For the reaction `3A(g)+B(g) hArr 2C(g)` at a given temperature , `K_c=9.0`.What must be the volume of the flask, if a mixture of 2.0 mol each of A, B and C exist in equilibrium ?

To solve the problem, we need to determine the volume of the flask (denoted as \( V \)) in which the equilibrium concentrations of the gases A, B, and C are established.

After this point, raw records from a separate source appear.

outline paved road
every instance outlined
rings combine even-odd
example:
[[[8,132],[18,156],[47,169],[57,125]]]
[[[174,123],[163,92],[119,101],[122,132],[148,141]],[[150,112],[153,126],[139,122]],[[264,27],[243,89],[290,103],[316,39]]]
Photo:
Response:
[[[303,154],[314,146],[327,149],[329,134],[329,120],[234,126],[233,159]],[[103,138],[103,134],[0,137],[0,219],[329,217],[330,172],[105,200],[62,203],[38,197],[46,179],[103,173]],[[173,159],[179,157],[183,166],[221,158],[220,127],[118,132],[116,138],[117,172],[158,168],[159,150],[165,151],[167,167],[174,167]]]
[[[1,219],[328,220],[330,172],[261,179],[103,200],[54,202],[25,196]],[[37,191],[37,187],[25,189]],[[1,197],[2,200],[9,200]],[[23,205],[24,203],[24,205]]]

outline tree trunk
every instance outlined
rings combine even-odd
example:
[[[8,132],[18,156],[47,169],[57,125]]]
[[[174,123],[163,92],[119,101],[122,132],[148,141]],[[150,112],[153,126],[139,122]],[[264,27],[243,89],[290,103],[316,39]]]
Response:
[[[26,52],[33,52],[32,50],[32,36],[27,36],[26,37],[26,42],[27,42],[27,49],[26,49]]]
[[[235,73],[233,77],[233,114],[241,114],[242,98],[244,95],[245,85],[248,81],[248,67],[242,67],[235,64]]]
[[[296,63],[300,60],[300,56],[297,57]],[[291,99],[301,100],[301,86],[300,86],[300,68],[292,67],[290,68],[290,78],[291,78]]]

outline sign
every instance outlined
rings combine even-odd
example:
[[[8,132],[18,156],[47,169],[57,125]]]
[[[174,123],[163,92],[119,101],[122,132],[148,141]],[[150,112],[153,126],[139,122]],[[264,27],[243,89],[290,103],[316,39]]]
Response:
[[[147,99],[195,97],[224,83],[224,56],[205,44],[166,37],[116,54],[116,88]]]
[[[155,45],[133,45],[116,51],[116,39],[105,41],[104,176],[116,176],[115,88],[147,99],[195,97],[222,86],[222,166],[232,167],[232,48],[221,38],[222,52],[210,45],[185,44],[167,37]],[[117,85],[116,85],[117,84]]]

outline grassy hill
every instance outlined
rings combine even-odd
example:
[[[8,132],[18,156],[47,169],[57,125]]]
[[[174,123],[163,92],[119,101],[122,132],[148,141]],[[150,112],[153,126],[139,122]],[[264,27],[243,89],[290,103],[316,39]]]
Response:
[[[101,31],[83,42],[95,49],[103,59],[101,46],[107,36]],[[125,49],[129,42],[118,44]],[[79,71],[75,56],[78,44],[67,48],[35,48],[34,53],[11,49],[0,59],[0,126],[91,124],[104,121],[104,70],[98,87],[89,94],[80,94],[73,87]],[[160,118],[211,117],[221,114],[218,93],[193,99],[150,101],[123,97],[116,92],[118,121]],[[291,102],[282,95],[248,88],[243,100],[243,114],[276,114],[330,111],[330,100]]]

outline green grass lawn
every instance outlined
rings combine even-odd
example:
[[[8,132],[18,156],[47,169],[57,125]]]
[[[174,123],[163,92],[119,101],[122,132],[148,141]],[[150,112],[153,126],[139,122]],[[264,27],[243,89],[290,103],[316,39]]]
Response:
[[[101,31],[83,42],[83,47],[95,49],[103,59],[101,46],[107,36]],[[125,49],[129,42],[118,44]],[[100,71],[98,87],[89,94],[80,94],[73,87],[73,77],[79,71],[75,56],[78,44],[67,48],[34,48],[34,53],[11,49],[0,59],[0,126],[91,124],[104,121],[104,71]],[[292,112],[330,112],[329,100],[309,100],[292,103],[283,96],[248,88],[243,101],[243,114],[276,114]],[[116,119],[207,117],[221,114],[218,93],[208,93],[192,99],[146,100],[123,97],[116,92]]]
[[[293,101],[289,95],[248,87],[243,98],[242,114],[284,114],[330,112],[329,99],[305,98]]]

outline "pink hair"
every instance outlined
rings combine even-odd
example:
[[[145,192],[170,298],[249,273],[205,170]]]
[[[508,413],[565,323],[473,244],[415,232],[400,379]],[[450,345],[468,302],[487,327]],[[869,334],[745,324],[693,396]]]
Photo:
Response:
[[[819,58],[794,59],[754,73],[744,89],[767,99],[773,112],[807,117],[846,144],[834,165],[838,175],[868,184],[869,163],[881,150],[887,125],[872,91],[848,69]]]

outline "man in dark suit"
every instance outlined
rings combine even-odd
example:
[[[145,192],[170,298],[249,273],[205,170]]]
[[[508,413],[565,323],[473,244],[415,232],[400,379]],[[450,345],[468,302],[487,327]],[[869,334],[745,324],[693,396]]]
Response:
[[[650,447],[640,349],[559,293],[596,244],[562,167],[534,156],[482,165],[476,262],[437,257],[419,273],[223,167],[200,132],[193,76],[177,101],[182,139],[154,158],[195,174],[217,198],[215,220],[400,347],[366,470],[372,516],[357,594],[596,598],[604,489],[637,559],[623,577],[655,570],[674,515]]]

The reaction is given as: \[ 3A(g) + B(g) \rightleftharpoons 2C(g) \] We know that at equilibrium, there are 2.0 moles of each gas A, B, and C. The equilibrium constant \( K_c \) is given as 9.0. ### Step-by-Step Solution: 1. **Define the Equilibrium Concentrations:** - Let the volume of the flask be \( V \) liters. - The equilibrium concentrations can be expressed as: - \([A] = \frac{2.0 \, \text{mol}}{V}\) - \([B] = \frac{2.0 \, \text{mol}}{V}\) - \([C] = \frac{2.0 \, \text{mol}}{V}\) 2. **Write the Expression for \( K_c \):** - The expression for the equilibrium constant \( K_c \) for the reaction is: \[ K_c = \frac{[C]^2}{[A]^3[B]} \] - Substituting the equilibrium concentrations into the expression: \[ K_c = \frac{\left(\frac{2.0}{V}\right)^2}{\left(\frac{2.0}{V}\right)^3 \left(\frac{2.0}{V}\right)} \] 3. **Simplify the Expression:** - This simplifies to: \[ K_c = \frac{\frac{4.0}{V^2}}{\frac{8.0}{V^4}} = \frac{4.0 \cdot V^4}{8.0 \cdot V^2} = \frac{4V^2}{8} = \frac{V^2}{2} \] 4. **Set Up the Equation with Given \( K_c \):** - We know \( K_c = 9.0 \), so we set up the equation: \[ \frac{V^2}{2} = 9 \] 5. **Solve for \( V^2 \):** - Multiplying both sides by 2 gives: \[ V^2 = 18 \] 6. **Calculate \( V \):** - Taking the square root of both sides: \[ V = \sqrt{18} = 6 \, \text{liters} \] ### Conclusion: The volume of the flask is \( 6 \, \text{liters} \).